To evaluate the influence of mutation status on outcome, the usual procedure of selecting controls matched for age and tumour characteristics may be inappropriate because BRCA1 tumours differ for most of the relevant characteristics (grade, stage, oestrogen receptor). When stratification is based on aetiology, breast cancer has a worse prognosis in BRCA1 mutation carriers.10 Matched for prognostic factors, differences between groups reportedly disappear.22 Regression analysis of the CaN0 patients in our series did not support the notion10 that mutation status has an impact on prognosis independent of grade and receptor status.

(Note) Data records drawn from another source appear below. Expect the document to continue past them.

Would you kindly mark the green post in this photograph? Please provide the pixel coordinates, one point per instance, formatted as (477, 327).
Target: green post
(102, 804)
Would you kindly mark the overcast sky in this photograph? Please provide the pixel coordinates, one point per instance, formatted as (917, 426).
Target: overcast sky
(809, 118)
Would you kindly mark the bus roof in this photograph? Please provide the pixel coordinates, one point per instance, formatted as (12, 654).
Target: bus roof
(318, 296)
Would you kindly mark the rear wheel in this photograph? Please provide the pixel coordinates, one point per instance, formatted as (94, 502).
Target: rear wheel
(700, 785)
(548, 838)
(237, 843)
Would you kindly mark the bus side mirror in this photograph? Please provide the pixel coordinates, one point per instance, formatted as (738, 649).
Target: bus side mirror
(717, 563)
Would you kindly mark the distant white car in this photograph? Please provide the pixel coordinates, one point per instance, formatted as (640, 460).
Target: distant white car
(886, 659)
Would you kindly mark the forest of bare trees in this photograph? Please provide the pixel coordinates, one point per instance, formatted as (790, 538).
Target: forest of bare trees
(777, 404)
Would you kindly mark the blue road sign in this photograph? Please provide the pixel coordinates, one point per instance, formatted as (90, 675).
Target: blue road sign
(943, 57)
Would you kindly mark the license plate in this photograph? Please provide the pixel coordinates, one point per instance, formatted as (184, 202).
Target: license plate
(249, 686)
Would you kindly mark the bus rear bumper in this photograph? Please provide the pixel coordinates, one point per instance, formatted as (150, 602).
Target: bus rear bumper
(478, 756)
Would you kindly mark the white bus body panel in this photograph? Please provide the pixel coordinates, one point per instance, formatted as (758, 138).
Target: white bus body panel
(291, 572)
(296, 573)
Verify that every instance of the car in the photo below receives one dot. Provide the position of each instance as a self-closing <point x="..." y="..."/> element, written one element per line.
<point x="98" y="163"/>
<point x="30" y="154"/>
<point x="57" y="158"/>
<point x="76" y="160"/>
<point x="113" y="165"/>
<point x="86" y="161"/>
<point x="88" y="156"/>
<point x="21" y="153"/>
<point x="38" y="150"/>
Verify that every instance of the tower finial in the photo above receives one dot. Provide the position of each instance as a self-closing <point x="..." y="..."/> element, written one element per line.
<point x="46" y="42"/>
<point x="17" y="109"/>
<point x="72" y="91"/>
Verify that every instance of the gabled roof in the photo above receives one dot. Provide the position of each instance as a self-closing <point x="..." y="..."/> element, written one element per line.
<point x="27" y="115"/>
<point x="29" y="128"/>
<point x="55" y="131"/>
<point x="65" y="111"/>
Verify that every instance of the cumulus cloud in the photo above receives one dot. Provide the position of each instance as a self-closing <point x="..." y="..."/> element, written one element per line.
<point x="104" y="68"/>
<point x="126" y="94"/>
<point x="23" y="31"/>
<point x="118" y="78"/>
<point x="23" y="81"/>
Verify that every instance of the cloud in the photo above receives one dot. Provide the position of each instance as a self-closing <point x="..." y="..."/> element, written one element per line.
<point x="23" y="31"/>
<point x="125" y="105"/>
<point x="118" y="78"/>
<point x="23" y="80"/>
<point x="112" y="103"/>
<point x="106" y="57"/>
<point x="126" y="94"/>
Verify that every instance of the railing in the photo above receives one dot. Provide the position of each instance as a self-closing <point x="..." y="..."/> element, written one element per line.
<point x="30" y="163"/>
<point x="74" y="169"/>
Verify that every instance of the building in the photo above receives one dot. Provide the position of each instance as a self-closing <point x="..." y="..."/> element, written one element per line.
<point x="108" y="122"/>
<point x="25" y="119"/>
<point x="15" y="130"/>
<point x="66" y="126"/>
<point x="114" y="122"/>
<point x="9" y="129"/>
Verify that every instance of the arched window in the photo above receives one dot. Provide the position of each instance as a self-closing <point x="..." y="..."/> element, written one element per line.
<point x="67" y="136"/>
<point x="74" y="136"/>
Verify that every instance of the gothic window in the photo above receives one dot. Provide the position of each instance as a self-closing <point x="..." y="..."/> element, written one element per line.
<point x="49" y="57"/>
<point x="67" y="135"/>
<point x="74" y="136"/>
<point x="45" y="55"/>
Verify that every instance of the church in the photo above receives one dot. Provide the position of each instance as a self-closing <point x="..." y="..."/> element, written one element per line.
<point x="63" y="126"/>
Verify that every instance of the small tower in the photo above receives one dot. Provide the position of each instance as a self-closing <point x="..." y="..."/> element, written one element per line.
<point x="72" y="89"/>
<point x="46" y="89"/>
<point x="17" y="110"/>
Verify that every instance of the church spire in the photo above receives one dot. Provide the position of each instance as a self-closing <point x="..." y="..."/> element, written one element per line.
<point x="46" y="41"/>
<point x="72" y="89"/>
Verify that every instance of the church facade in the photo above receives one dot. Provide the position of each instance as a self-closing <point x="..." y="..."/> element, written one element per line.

Among women enrolled in management programmes for familial breast cancer, the majority are well served by current screening protocols. However, a minority with BRCA1 germline mutations fare significantly worse, even though detection of breast cancer at an apparently early stage (CaN0) is achieved for two-thirds of them. For BRCA1 mutation carriers, therefore, it is essential to gather further data that will permit thorough evaluation of alternative management options, such as improved modalities for early diagnosis (magnetic resonance), chemoprevention or prophylactic surgery.
As mentioned above, all studies like ours face the methodologic problem that randomised trials are neither ethically nor practically possible. Some of the flaws of retrospective studies may have been overcome in our prospective series. However, discrepancies between our results and retrospective reports may also reflect time-related changes in treatment. Also, our selection model employing family history may not give results representative of inherited cancer selected differently. Our study is continuing and expanding. The results are recent observations without control groups, and for the present, conclusions should be interpreted with caution.